We put Model Scan up against the leading scanners across thousands of real models, malicious and benign. Here is how we set it up so the result could not flatter us, what the numbers said, and the places we are still honest about not solving.

It is easy to claim a security tool is good. It is harder to prove it in a way that could have embarrassed you, which is the only kind of proof worth publishing. So before any numbers, here is how we built the test to keep ourselves honest, because the methodology is the part that should earn or lose your trust.

How the test was set up

We used two completely separate corpora.

The first is benign: thousands of the most-downloaded real models from a public hub, the ordinary artifacts that working teams pull every day. This corpus measures the metric we care about most, the false-positive rate. We have said it throughout this series and we mean it as a design law: a false alarm on a popular, clean model is a worse failure than missing an exotic threat, because the false alarm is what makes people turn the scanner off.

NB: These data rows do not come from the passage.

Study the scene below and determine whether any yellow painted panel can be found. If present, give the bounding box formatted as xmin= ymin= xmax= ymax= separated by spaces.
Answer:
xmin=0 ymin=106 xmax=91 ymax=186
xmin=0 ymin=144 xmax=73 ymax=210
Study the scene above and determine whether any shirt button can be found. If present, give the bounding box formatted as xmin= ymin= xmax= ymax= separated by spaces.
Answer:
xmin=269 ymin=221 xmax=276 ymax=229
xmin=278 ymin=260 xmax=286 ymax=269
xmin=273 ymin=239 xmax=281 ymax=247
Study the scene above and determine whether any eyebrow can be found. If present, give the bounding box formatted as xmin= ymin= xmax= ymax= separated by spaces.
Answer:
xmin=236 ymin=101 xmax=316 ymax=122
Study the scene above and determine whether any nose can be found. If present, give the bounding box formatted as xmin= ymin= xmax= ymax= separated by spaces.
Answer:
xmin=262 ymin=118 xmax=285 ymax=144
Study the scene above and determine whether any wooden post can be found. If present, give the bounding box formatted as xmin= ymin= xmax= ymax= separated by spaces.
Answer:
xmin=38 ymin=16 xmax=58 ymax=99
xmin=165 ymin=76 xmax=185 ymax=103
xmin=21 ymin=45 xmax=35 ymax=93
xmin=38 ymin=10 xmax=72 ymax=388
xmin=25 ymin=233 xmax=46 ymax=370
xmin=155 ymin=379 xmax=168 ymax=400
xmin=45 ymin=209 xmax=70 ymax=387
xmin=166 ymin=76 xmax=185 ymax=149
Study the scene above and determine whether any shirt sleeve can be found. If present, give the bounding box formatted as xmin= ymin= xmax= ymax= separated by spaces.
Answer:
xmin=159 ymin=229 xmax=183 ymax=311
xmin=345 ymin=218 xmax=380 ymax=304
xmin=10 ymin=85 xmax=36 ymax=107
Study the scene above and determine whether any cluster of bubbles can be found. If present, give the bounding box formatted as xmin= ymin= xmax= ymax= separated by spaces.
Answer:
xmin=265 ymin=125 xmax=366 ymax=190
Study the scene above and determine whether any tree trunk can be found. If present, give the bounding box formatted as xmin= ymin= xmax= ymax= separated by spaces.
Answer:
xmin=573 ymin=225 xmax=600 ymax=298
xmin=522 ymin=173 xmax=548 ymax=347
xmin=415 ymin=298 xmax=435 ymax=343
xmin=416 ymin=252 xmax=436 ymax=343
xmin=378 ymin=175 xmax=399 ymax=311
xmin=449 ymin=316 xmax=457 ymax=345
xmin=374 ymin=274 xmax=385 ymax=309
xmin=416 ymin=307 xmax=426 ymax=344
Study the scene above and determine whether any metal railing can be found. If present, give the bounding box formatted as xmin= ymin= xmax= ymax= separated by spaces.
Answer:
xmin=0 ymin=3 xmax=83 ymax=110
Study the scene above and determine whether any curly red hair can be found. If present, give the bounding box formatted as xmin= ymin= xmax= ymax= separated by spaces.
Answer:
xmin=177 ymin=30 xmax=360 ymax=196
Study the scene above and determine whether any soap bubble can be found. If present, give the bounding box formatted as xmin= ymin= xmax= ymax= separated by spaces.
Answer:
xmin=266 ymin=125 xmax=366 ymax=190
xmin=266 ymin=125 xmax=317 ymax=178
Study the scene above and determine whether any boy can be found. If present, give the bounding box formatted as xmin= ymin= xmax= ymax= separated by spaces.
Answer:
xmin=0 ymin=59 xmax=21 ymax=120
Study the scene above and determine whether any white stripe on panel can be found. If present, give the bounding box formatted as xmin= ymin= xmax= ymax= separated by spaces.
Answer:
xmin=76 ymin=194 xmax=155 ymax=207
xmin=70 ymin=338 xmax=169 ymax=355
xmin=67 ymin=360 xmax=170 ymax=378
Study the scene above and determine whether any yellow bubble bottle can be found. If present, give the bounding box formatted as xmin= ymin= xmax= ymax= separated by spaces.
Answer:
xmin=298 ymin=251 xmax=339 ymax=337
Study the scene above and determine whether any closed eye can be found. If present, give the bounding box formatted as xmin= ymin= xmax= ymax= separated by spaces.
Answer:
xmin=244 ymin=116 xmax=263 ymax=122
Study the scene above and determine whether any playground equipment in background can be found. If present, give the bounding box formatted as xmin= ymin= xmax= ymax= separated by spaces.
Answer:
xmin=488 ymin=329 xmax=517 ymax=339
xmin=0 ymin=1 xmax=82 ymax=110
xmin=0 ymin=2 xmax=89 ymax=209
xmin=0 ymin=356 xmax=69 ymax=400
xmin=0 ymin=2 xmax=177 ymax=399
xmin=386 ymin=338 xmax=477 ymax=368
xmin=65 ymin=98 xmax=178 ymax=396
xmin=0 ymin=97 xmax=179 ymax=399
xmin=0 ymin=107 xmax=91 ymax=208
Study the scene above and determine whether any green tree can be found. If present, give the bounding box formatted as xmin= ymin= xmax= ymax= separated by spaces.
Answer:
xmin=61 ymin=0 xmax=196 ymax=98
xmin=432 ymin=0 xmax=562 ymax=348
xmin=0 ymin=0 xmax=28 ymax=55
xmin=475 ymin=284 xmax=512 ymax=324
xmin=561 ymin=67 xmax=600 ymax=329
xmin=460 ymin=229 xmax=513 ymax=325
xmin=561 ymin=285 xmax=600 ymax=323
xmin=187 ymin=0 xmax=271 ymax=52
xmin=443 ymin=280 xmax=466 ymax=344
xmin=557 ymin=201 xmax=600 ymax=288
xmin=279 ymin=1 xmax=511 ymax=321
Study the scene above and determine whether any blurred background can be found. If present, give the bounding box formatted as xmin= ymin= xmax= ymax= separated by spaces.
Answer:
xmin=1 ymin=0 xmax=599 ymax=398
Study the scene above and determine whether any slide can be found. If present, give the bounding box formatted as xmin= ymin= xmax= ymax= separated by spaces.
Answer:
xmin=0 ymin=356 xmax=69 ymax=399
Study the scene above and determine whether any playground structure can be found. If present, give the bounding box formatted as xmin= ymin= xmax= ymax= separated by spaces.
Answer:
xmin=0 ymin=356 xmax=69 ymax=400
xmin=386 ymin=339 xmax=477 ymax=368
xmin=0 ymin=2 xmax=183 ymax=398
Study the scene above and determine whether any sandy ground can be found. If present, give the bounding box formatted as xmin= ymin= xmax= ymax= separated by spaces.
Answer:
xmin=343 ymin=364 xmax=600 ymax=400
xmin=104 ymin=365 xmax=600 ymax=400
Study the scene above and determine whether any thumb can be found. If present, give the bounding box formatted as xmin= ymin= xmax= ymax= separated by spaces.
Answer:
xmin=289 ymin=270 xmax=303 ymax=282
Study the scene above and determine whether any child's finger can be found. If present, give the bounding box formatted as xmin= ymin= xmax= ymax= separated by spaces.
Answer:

The second is malicious: a large set of confirmed-bad files, gathered by hunting down models that real scanners have flagged and verifying the threats by hand at the opcode level. This corpus measures recall, how much real malice a scanner actually catches.

For ground truth on the malicious side we did not grade our own homework. We treated a file as truly malicious only when an independent, established scanner confirmed it, and for the strictest version of the recall claim we used the verdicts of the single most precise of the leading scanners as the bar to clear. We also built in a contamination guard so that a file could only be counted as benign-but-we-flagged-it when an independent scanner agreed it was clean, which keeps us from quietly hiding our own mistakes.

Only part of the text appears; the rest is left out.